The meeting broke up soon after the company’s president proclaimed. “Mr. Kinney, you’ve got yourself a new account.” The customary handshaking over with, they began to leave and I busied myself by gathering up the materials I’d just gone over with them.

The room was quiet now and I sat down completely drained. Lack of sleep for the last three weeks coupled by the sight of Justin’s father was almost more than I could even take.

Our history together was pretty hostile. This was the man that slammed his car into my jeep, and then backed it up so he could slam into it again. The man that sucker punched me to the ground then kicked the hell out of me.

The last time I’d laid eyes on that man, was the day he basically told Justin he’d have to live a lie and deny who he was if he were going to stay in their house.
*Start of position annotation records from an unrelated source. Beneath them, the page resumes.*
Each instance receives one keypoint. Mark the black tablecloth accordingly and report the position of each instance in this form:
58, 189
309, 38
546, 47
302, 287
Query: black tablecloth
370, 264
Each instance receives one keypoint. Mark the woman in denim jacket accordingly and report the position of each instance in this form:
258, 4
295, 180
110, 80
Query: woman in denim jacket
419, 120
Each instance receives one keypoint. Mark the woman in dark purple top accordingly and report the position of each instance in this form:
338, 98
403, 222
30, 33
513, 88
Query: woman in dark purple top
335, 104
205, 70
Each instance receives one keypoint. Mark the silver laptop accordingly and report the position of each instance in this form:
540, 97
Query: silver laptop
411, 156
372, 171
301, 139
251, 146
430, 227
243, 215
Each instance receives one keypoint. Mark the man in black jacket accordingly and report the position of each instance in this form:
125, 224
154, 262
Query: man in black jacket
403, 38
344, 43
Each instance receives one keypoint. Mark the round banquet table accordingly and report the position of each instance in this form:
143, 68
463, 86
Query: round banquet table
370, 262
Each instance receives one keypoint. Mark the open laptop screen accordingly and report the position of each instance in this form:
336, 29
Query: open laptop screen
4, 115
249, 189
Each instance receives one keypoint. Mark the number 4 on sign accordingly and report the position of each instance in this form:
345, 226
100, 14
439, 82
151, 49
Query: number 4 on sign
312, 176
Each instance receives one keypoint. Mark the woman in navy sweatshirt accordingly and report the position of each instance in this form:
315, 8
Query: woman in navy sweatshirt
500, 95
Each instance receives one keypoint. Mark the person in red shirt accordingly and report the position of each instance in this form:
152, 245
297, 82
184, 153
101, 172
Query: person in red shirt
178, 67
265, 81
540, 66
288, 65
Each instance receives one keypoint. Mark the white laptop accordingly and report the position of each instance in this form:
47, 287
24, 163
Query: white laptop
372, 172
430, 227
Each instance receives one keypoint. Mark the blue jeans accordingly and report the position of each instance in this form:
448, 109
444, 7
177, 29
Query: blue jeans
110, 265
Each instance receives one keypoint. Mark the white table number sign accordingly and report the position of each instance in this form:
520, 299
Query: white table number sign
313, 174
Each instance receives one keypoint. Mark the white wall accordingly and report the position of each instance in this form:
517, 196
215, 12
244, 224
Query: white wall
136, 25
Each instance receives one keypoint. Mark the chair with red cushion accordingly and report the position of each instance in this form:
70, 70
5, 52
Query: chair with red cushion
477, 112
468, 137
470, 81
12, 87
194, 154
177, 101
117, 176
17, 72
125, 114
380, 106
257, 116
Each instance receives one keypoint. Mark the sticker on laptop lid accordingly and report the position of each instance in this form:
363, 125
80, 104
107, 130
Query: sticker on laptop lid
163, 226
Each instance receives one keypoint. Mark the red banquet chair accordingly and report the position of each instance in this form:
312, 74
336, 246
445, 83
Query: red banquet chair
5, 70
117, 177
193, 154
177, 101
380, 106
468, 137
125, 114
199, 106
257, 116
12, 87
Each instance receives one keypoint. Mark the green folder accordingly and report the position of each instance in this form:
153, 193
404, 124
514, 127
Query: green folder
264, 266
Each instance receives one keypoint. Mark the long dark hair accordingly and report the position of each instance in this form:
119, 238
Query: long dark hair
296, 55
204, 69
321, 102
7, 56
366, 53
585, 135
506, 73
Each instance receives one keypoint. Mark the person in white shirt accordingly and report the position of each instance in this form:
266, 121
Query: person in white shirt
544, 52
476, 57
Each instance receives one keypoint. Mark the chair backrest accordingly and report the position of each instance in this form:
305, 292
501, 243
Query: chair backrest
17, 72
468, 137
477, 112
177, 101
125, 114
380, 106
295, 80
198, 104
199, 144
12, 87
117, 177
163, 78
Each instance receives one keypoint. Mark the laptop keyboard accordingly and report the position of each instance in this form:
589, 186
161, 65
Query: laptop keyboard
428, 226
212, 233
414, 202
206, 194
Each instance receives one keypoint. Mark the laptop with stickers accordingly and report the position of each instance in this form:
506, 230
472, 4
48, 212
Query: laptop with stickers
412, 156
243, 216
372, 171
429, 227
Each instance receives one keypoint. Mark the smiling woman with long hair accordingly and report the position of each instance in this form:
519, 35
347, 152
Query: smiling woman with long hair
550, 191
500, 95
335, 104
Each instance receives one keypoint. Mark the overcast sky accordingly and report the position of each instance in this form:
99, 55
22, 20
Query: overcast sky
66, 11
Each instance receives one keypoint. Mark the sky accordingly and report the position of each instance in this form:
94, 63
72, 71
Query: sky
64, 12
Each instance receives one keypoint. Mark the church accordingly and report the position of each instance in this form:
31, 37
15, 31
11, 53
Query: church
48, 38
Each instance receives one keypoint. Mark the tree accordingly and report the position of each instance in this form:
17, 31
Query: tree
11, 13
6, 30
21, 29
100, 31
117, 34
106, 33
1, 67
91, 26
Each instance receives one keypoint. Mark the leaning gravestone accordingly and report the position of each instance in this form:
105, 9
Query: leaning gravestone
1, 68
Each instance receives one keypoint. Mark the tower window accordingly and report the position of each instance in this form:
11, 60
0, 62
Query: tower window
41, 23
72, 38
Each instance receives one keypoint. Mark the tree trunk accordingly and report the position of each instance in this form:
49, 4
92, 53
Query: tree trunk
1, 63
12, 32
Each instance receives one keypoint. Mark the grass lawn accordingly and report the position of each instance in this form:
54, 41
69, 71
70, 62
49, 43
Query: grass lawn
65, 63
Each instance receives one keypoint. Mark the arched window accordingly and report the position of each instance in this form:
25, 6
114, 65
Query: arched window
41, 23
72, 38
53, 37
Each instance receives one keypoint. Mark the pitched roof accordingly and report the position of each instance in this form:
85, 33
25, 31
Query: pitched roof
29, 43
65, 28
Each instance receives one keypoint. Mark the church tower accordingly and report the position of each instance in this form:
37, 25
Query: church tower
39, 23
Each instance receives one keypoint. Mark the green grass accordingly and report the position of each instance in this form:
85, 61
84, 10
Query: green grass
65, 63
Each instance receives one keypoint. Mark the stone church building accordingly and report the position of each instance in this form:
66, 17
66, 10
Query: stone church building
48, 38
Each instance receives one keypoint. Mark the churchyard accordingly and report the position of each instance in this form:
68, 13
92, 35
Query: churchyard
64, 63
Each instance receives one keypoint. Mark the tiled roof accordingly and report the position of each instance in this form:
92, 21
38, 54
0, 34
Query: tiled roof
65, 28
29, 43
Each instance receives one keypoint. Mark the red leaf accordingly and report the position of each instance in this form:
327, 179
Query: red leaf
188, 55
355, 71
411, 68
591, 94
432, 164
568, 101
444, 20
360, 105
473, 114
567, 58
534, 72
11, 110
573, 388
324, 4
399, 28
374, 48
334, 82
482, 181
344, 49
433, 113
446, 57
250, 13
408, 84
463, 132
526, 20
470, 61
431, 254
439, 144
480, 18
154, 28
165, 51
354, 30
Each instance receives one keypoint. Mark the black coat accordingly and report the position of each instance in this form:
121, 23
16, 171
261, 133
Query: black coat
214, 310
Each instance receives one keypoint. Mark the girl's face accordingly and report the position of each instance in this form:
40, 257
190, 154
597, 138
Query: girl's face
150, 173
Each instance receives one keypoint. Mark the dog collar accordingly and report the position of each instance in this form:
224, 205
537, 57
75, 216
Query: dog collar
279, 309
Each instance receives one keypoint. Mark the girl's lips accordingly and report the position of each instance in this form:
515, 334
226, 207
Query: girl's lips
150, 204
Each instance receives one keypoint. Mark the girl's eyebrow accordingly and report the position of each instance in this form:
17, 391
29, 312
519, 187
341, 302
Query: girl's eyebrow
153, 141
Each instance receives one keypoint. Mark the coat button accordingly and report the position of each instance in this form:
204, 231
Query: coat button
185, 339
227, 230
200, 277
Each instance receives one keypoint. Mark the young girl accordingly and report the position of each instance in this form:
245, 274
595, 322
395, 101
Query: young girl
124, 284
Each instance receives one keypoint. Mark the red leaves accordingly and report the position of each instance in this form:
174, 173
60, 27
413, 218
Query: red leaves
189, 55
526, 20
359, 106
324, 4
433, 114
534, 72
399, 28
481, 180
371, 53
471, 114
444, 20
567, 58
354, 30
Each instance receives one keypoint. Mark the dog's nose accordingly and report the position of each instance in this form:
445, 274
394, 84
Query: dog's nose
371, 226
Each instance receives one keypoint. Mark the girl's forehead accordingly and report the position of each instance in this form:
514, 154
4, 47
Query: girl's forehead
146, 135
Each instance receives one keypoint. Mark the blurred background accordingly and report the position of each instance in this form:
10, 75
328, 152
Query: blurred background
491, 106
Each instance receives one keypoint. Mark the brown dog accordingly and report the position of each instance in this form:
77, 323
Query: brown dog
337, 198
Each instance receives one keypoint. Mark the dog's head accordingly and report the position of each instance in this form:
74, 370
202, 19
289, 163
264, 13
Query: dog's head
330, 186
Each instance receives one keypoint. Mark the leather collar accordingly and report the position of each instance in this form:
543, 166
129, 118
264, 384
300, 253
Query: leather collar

There was no way in hell I was going to leave him there. ‘That’s not love, that’s hate.’ How could he hate Justin? Justin was perfect. Couldn’t he see that? Sure hate me, that’s fine, I don’t give a shit, but Justin did give a shit. I’m sure if you asked him today, ‘he can’t answer today…’ that thought hit me pretty hard… Shit… I’m sure he’d tell you he still cared about his father.

I shook my head trying to push the memories away. When I looked up I was shocked to see him still sitting there. I stood up and glanced his way.

“Is there something else I can do for you?” I said it coldly. He was in my house now, so to speak.

He looked like he wanted to say something, but he didn’t, he just stared at me. I glared back at him. This asshole didn’t intimidate me. By my calculations, I still owed him an ass kicking, but I wasn’t going to act on it.

“You still fucking disgust me…” He said it angrily and looked as if he wanted to hit me again.

“And YOU disgust me.” I knew I wanted to hit him. Beat the hell out of him, scream at him. Tell him how much he’d hurt Justin. Tell him that Justin might not ever wake up again, and then it’d be too late. He’d never have a chance to change what he’s done. Never be able to let him know that he cared.

My own thoughts hit me like a ton of bricks. Shit, I could have been talking to myself. ‘If he never wakes up.’ Does he know that I care? Has he ever figured out that I did this for him?

I refuse to be in the same room with Craig for another second. I bolted out the door and headed to the men’s room. I stood in front of the sinks, staring into the mirror at myself. I splashed a little water on my face and closed my eyes. Mikey was right, I look like shit.

I stopped by my office long enough to grab my jacket and let Cynthia know I was leaving for the day. I needed some sleep, and some time alone to think.